とある堕天使のモノガタリⅢ
~ARCADIA~
右京もこの景色を見ているのだろうか…
ぼんやりそんな事を考え、会いたい気持ちに拍車がかかった。
でもかなり近くまで来てるんだと思うと期待に胸が膨らむ。
右京が消えた日からしばらくは“自分は捨てられたのか”と考える事もあった。
もう自分の事などどうでもよくなってしまって、わざと避けているんじゃないか…
そうやって自分で自分を追い込んでは傷を深くした。
その度に周りの皆に助けられた。
親友のセリはもちろん、axleの人達や家族も…皆が忍を励まし、時には叱ってくれた。
忍は彼らの為にも右京を探さないとならないのだ。
「よし!頑張るぞ!」
自分自身に言い聞かせる様な独り言を言うと忍はバルコニーを後にして部屋に戻って行った。

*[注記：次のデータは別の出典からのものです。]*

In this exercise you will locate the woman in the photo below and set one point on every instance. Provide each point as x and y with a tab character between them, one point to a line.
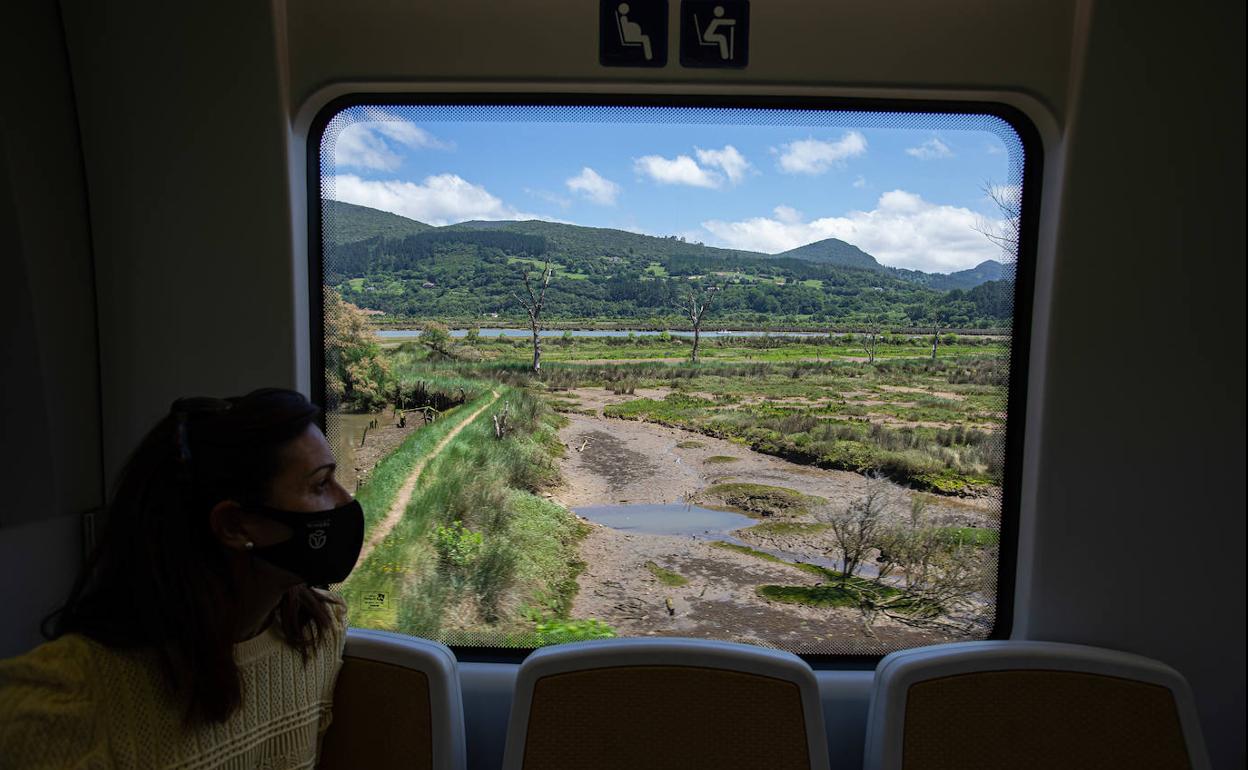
194	638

その後すぐに起きたらしいニコールから内線電話が来た。
『マリーナで朝食なんてどうだい?素敵だろ?』
『そうですね…』
相手がニコールじゃなければ尚素敵なのだが…
ロビーで待ってると言うとニコールはさっさと電話を切る。
些細な事なのだが、こっちの都合や考えを無視したニコールのこういった行動が忍は苦手だった。
「…いい人なんだけどね…」
だから誰も彼の担当をやりたがらないのだろうと忍は改めて思った。